Я немного удивлена, что машина с доставкой появляется через сорок минут. Естественно, охранник у ворот не хочет ее впускать, очередной раз доказывая, что любой добрый поступок не может остаться безнаказанным. Я выхожу на улицу и машу, только после этого охранник пропускает автомобиль, подозрительно следя за ним, когда я оплачиваю свой заказ.
Охранник, раньше я его не видела, но он знает, слава Богу, кто я такая.
— Простите, мисс Монтегю. Я подумал, что это шутка, чтобы проникнуть на территорию. Я не предполагал…
— Все прекрасно. Я просто подумала... ПМ любит пиццу. И на случай, если сегодня ночью он вернется домой… Ну, вы понимаете?
— Хорошая идея.
— Спасибо.
Мы парой фраз обмениваемся о неловкой ситуации, потом я захожу назад в дом. Я несу пиццу на кухню, затем беру кусочек, читая новости на своем телефоне. Все по-прежнему, на самом деле, но на Twitter, как всегда идет нескончаемая болтовня, от которой у меня начинает кружиться голова.
Я убираю оставшуюся пиццу в холодильник и пишу записку, которую приклеиваю к дверце.

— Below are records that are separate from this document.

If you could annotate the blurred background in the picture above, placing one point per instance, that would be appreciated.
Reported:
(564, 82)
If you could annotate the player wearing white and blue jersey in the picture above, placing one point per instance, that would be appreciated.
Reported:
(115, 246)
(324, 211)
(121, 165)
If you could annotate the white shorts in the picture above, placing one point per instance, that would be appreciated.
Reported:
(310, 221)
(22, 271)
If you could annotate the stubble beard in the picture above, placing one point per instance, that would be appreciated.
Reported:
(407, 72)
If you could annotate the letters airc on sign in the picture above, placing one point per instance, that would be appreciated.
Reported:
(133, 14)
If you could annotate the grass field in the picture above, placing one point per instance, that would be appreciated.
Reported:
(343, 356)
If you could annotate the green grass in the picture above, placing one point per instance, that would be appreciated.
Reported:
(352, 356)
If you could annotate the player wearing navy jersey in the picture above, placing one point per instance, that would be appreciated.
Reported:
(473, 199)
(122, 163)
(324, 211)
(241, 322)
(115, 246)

Оставшаяся пицца внутри! Наполнена любовью. И пепперони.
Я рисую сердечко и медленно поднимаюсь по изгибающейся лестнице наверх на второй этаж. Наверное, мне требуется вечность, чтобы заснуть, но все же я засыпаю, просыпаюсь перед рассветом.

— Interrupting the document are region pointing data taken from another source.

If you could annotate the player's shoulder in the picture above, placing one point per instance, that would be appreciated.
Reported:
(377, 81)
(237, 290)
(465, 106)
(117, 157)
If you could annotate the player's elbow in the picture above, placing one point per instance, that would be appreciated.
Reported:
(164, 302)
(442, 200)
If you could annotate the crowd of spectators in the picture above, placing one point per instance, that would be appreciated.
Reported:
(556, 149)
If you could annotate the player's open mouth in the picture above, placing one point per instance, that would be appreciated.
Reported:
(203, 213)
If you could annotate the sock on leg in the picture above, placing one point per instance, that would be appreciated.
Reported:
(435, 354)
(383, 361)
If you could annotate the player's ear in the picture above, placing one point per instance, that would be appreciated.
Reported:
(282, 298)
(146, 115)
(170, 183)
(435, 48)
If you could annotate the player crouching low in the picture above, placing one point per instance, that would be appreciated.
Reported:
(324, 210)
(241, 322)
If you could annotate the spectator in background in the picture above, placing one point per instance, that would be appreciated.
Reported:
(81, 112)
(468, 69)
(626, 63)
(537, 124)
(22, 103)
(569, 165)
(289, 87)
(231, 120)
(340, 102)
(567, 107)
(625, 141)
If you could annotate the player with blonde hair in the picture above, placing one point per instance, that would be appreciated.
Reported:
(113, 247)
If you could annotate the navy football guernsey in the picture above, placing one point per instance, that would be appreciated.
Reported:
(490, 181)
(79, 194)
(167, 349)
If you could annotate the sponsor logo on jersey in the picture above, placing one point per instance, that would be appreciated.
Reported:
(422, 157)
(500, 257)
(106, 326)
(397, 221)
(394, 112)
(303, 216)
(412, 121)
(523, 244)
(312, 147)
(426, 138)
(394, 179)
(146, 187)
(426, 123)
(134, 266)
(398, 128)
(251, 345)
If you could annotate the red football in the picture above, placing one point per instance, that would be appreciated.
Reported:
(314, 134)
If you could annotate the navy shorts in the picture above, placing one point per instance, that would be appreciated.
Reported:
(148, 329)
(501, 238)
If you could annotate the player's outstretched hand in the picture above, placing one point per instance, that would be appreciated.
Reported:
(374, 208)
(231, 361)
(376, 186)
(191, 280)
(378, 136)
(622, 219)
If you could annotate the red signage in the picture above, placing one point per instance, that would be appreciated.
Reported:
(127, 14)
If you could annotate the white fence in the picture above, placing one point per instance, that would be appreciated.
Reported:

Кровать рядом со мной по-прежнему пуста, и когда я перевожу свой мрачный взгляд на экран телевизора, который оставила на всю ночь включенным, там все по-прежнему.
40.
Гевин
Во время моего пребывания в Вашингтоне, встреча с президентом была короткой. У него болела дочь, поэтому мы договорились, что я вернусь в следующем месяце для более плодотворных переговоров, которые пройдут без особого пафоса, а не как прошедшая, когда мы буквально сели один на один, уделив друг другу всего пять минут для рукопожатия, чтобы сделали фото репортеры.

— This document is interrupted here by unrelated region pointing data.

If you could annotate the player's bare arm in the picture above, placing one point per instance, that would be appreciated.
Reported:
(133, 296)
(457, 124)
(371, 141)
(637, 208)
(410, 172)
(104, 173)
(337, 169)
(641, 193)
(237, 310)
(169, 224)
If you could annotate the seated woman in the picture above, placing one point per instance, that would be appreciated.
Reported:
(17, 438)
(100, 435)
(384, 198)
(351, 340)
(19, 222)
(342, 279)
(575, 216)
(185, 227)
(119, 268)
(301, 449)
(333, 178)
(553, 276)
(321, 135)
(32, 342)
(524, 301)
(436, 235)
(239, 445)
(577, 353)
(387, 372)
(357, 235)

После целой ночи ожидания в очереди, чтобы поговорить с парнем, а потом после того, как мы поговорили, и разговор был положительным, но коротким, потому что ему позвонил президент России, и он прервал со мной звонок. Я понял его жест.
Но, черт побери, это раздражает, когда я думаю, что мы могли бы согласовать свои действия в этой ситуации, поэтому я провожу большую часть ночи сложа руки. Образно выражаясь, конечно. На самом деле, большую часть ночи я вышагиваю по кабинету, развязав галстук, пиная что попадается под ноги и крича на Стью:
— Нам необходимо утром сделать заявление, — говорит он уже в третий раз.
— Я не собираюсь говорить, что мы меняем свою позицию в этом вопросе. И я не собираюсь заявлять об ограничениях, если мы решим пойти дальше, бл*ть.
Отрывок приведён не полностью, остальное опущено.